Content Processing - Grounded Docs MCP Server

The content processing system transforms raw content from various sources into searchable document chunks through a modular strategy-pipeline-splitter architecture.

Processing Overview

Content flows through multiple stages from source to searchable chunks: Each stage is specialized for different content types while maintaining a consistent interface.

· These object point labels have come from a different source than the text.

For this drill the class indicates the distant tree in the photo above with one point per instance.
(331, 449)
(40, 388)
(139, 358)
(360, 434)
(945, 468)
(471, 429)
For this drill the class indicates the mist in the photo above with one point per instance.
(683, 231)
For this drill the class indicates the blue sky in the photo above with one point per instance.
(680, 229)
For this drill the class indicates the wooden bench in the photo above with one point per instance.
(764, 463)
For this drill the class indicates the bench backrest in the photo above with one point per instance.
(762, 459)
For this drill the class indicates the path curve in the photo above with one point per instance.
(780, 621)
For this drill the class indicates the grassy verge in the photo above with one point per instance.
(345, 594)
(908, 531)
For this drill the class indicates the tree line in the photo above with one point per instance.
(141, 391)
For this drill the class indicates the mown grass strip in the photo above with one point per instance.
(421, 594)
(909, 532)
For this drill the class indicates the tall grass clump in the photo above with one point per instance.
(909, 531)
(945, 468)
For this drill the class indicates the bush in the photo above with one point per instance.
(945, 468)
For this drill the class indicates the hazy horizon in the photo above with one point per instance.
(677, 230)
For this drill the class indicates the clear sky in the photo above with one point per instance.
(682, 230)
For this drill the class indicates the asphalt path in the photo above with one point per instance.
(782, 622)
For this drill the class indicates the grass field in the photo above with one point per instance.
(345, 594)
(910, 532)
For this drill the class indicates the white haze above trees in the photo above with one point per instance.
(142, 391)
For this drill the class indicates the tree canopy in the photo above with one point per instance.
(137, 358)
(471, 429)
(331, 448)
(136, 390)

Strategy Pattern Architecture

The system uses the Strategy pattern to handle different content sources: Code References:

src/scraper/types.ts - ScraperStrategy interface
src/scraper/strategies/BaseScraperStrategy.ts - Abstract base
src/scraper/strategies/*.ts - Concrete implementations

Content Sources

Web Scraper Strategy

Handles: HTTP/HTTPS URLs with JavaScript rendering support Features:

Playwright for JavaScript-heavy sites
Automatic link discovery and crawling
Scope filtering (same domain, path prefix)
Retry logic with exponential backoff
Rate limiting and politeness delays

Code Reference: src/scraper/strategies/WebScraperStrategy.ts

Local File Strategy

Handles: Local filesystem access with directory traversal Features:

Recursive directory scanning
File type filtering (.md, .txt, .json, etc.)
Git-aware (respects .gitignore)
Symbolic link handling
MIME type detection

Code Reference: src/scraper/strategies/LocalFileStrategy.ts

Package Registry Strategies

NPM Strategy:

Fetches package documentation from npm registry
Extracts README and type definitions
Version-specific documentation

PyPI Strategy:

Fetches Python package documentation
Extracts long description and metadata
Support for Sphinx documentation links

Code References:

src/scraper/strategies/NpmScraperStrategy.ts
src/scraper/strategies/PyPiScraperStrategy.ts

Content Fetchers

Abstract content retrieval across different sources:

HTTP Fetcher

Location: src/scraper/fetcher/HttpFetcher.ts Capabilities:

Standard HTTP requests with headers
Playwright rendering for dynamic content
Automatic retry with backoff
Error classification and handling
Response caching

The fetcher automatically detects when JavaScript rendering is needed based on content type and response headers.

File Fetcher

Location: src/scraper/fetcher/FileFetcher.ts Capabilities:

Local filesystem access
MIME type detection
Character encoding resolution
Binary file filtering
Symbolic link dereferencing

Processing Pipelines

Transform raw content using middleware chains and content-type-specific logic:

HTML Pipeline

Location: src/scraper/pipelines/HtmlPipeline.ts Most extensive middleware pipeline for web content:

Dynamic Content Rendering: Optional Playwright rendering for JavaScript
DOM Parsing: Convert HTML string to manipulable DOM (Cheerio)
Metadata Extraction: Extract title from <title> or <h1>
Link Discovery: Gather all links for crawler
Content Sanitization: Remove navigation, footers, ads, boilerplate
URL Normalization: Convert relative URLs to absolute, clean non-functional links
Markdown Conversion: Convert clean HTML to Markdown

Middleware order is critical - sanitization happens before URL normalization to avoid processing irrelevant content.

Markdown Pipeline

Location: src/scraper/pipelines/MarkdownPipeline.ts Lighter processing for Markdown files:

Front Matter Extraction: Parse YAML/TOML front matter
Metadata Extraction: Extract title, description
Link Processing: Resolve relative links

JSON Pipeline

Location: src/scraper/pipelines/JsonPipeline.ts Minimal middleware to preserve structure:

Structure Validation: Ensure valid JSON
Metadata Extraction: Extract schema information

Source Code Pipeline

Location: src/scraper/pipelines/SourceCodePipeline.ts Language-aware processing:

Language Detection: Identify programming language
Syntax Validation: Check for parse errors
Comment Extraction: Preserve documentation comments

Text Pipeline

Location: src/scraper/pipelines/TextPipeline.ts Fallback for generic text:

Encoding Detection: Ensure correct character encoding
Basic Metadata: Extract filename and size

Document Splitting

Two-phase approach: semantic splitting preserves structure, size optimization ensures embedding quality.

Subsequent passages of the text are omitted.